Приветствую учеников с оживлением, которое не испытывал уже нескольких месяцев. Что бы они сегодня не вытворили, это не испортит моего прекрасного настроения. Ощущаю внутри подъём: я контролирую ситуацию и готов открыть им глубинную красоту математики.
Всё идёт очень хорошо. Мне ещё предстоит справиться с некоторыми последствиями, но я готов к ним.
А потом, через несколько минут после начала первого урока, в класс заходит ученик с требованием явиться Стивену Ньюмену в кабинет директора. С вещами.

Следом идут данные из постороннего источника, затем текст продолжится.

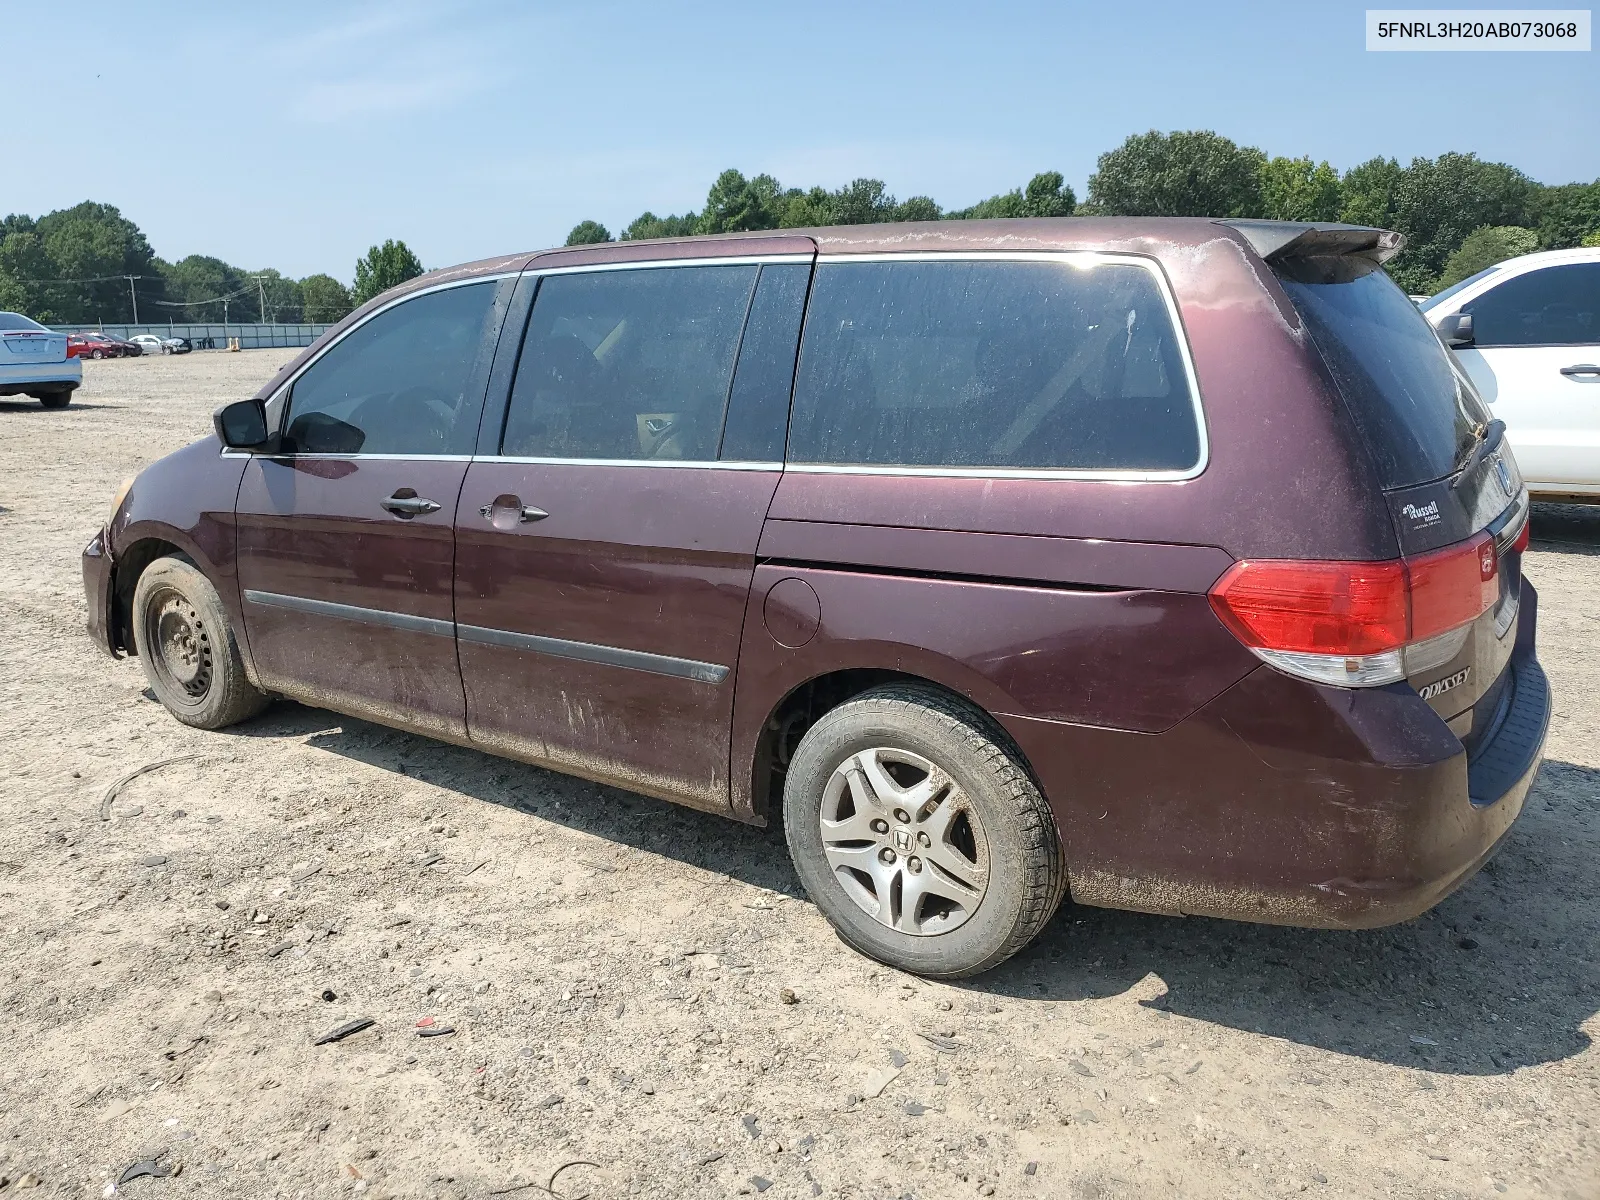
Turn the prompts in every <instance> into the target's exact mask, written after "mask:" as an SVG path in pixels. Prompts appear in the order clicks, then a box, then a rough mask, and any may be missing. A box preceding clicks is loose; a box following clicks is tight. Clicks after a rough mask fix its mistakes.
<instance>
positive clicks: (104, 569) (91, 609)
mask: <svg viewBox="0 0 1600 1200" xmlns="http://www.w3.org/2000/svg"><path fill="white" fill-rule="evenodd" d="M83 598H85V600H88V606H90V619H88V630H90V637H91V638H94V645H98V646H99V648H101V650H104V651H106V653H107V654H110V656H112V658H122V654H120V653H118V651H117V643H115V642H114V640H112V629H114V626H112V560H110V552H109V550H107V549H106V534H104V531H102V533H96V534H94V538H93V539H91V541H90V544H88V546H85V547H83Z"/></svg>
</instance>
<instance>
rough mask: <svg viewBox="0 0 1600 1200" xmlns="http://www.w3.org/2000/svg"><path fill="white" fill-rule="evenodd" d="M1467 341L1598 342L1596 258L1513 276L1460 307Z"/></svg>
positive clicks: (1598, 326)
mask: <svg viewBox="0 0 1600 1200" xmlns="http://www.w3.org/2000/svg"><path fill="white" fill-rule="evenodd" d="M1461 310H1462V312H1470V314H1472V344H1474V346H1478V347H1491V346H1600V262H1563V264H1560V266H1555V267H1541V269H1539V270H1530V272H1526V274H1525V275H1515V277H1514V278H1509V280H1506V282H1504V283H1501V285H1499V286H1498V288H1490V290H1488V291H1485V293H1483V294H1482V296H1478V298H1477V299H1475V301H1470V302H1467V304H1462V306H1461Z"/></svg>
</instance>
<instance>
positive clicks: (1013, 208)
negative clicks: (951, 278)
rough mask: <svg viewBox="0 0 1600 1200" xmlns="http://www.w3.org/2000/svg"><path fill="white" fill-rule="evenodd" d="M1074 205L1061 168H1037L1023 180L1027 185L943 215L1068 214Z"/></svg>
mask: <svg viewBox="0 0 1600 1200" xmlns="http://www.w3.org/2000/svg"><path fill="white" fill-rule="evenodd" d="M1077 205H1078V198H1077V195H1075V194H1074V192H1072V187H1070V186H1069V184H1067V182H1066V181H1064V179H1062V178H1061V171H1040V173H1038V174H1035V176H1034V178H1032V179H1029V181H1027V187H1016V189H1013V190H1010V192H1002V194H1000V195H992V197H989V198H987V200H979V202H978V203H976V205H973V206H971V208H960V210H957V211H954V213H947V214H946V216H947V219H950V221H966V219H981V218H995V216H1072V213H1074V210H1075V208H1077Z"/></svg>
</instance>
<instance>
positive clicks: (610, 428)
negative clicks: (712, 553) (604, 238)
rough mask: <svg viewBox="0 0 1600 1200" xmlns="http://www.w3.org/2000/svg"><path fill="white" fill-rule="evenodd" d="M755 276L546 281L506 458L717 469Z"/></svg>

Стивен уходит и не возвращается. И я начинаю думать, что день складывается как нельзя лучше. Но потом ругаю себя за эту мысль. Я — выше этого. Мысленно отмечаю, что позже нужно проверить в журнале записи о его сегодняшнем поведении и узнать причину наказания. Мой опыт подсказывает: если ученик безобразничает на одном уроке, то он ведёт себя также и на других. Лучше всего, чтобы об этом стало известно и получить из ситуации максимум выгоды.